An unusual quiet had invaded the drawing-room of Forty-eight Bloomsbury Square, generally noisy with strident voices about this hour. The Colonel remained engrossed in his paper. Mrs. Devine sat with her plump white hands folded on her lap, whether asleep or not it was impossible to say. The lady
who was cousin to a baronet had shifted her chair beneath the gasolier, her eyes bent on her everlasting crochet work. The languid Miss Devine had crossed to the piano, where she sat fingering softly the tuneless keys, her back to the cold barely-furnished room.
“Sit down!” commanded saucily Miss Kite, indicating with her fan the vacant seat beside her. “Tell me about yourself. You interest me.” Miss Kite adopted a pretty authoritative air towards all youthful-looking members of the opposite sex. It harmonised with the peach complexion and the golden hair, and fitted her about as well.
“I am glad of that,” answered the stranger, taking the chair suggested. “I so wish to interest you.”
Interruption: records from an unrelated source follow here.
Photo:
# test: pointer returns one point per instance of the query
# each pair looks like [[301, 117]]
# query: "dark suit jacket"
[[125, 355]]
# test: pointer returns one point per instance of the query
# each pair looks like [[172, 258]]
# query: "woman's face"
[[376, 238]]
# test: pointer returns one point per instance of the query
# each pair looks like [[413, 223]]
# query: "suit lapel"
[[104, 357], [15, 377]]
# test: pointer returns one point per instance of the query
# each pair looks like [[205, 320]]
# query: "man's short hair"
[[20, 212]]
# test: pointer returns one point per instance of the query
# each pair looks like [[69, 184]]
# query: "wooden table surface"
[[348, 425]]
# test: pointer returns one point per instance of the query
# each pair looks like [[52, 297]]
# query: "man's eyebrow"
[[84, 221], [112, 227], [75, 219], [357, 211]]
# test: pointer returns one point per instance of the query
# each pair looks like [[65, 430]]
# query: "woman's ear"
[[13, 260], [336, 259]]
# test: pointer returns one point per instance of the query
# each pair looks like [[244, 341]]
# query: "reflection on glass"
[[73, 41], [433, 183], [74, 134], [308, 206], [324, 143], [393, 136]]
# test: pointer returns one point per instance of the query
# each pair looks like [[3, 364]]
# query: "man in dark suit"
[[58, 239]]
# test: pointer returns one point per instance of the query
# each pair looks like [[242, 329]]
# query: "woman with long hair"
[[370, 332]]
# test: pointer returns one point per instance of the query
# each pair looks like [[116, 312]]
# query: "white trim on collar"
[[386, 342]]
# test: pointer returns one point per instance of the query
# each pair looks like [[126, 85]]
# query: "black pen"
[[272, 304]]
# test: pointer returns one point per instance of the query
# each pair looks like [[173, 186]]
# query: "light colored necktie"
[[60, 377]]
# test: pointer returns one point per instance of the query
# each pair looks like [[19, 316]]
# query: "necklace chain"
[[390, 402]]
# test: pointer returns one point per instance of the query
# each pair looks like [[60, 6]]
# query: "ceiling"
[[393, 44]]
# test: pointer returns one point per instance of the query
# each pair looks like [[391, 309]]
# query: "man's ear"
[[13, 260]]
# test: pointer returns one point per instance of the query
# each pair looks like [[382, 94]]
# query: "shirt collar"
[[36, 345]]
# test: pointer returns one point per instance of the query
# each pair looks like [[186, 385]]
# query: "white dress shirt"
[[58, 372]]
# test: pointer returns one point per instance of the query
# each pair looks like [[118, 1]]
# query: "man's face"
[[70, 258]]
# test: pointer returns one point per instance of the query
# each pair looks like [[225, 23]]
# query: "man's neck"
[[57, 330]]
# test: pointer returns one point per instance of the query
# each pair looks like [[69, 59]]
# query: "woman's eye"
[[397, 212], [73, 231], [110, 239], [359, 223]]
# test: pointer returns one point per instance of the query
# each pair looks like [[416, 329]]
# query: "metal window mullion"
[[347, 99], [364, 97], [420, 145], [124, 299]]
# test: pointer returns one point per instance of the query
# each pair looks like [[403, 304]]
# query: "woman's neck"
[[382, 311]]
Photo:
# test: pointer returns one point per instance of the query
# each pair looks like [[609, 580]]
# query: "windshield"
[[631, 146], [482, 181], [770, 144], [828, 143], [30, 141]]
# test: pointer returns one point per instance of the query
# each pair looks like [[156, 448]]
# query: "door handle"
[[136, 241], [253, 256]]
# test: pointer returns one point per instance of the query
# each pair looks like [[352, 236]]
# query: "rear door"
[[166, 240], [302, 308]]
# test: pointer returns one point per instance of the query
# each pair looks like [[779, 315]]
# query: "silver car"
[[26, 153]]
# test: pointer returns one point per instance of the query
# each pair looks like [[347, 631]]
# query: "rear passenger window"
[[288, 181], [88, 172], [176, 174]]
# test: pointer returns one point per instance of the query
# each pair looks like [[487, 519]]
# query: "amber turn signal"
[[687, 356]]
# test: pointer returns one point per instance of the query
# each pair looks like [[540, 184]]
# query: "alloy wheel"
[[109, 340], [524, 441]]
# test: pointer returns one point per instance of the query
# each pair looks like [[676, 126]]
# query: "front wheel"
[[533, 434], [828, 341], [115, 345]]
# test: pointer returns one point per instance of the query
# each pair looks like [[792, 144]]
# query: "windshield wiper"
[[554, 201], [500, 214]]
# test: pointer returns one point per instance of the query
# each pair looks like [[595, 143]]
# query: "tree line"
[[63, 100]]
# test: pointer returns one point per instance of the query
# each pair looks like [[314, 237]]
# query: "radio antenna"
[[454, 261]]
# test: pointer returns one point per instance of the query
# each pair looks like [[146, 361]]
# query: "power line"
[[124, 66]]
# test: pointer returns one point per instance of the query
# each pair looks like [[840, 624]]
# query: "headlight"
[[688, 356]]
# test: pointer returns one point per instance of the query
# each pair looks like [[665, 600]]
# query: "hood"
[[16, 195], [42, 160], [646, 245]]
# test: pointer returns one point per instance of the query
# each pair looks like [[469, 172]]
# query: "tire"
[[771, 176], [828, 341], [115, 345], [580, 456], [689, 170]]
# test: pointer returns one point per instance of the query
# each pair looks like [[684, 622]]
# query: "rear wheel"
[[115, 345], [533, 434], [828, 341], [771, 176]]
“You're a very bold boy.” Miss Kite lowered her fan, for the purpose of glancing archly over the edge of it, and for the first time encountered the eyes of the stranger looking into hers. And then it was that Miss Kite experienced precisely the same curious sensation that an hour or so ago had troubled Mrs. Pennycherry when the stranger had first bowed to her. It seemed to Miss Kite that she was no longer the Miss Kite that, had she risen and looked into it, the fly-blown mirror over the marble mantelpiece would, she knew, have presented to her view; but quite another Miss Kite—a cheerful, bright-eyed lady verging on middle age, yet still good-looking in spite of her faded complexion and somewhat thin brown locks. Miss Kite felt a pang of jealousy shoot through her; this middle-aged Miss Kite seemed, on the whole, a more attractive lady. There was a wholesomeness, a broadmindedness about her that instinctively drew one towards her. Not hampered, as Miss Kite herself was, by the necessity of appearing to be somewhere between eighteen and twenty-two, this other Miss Kite could talk sensibly, even brilliantly: one felt it. A thoroughly “nice” woman this other Miss Kite; the real Miss Kite, though envious, was bound to admit it. Miss Kite wished to goodness she had never seen the woman. The glimpse of her had rendered Miss Kite dissatisfied with herself.
“I am not a boy,” explained the stranger; “and I had no intention of being bold.”
“I know,” replied Miss Kite. “It was a silly remark. Whatever induced me to make it, I can't think. Getting foolish in my old age, I suppose.”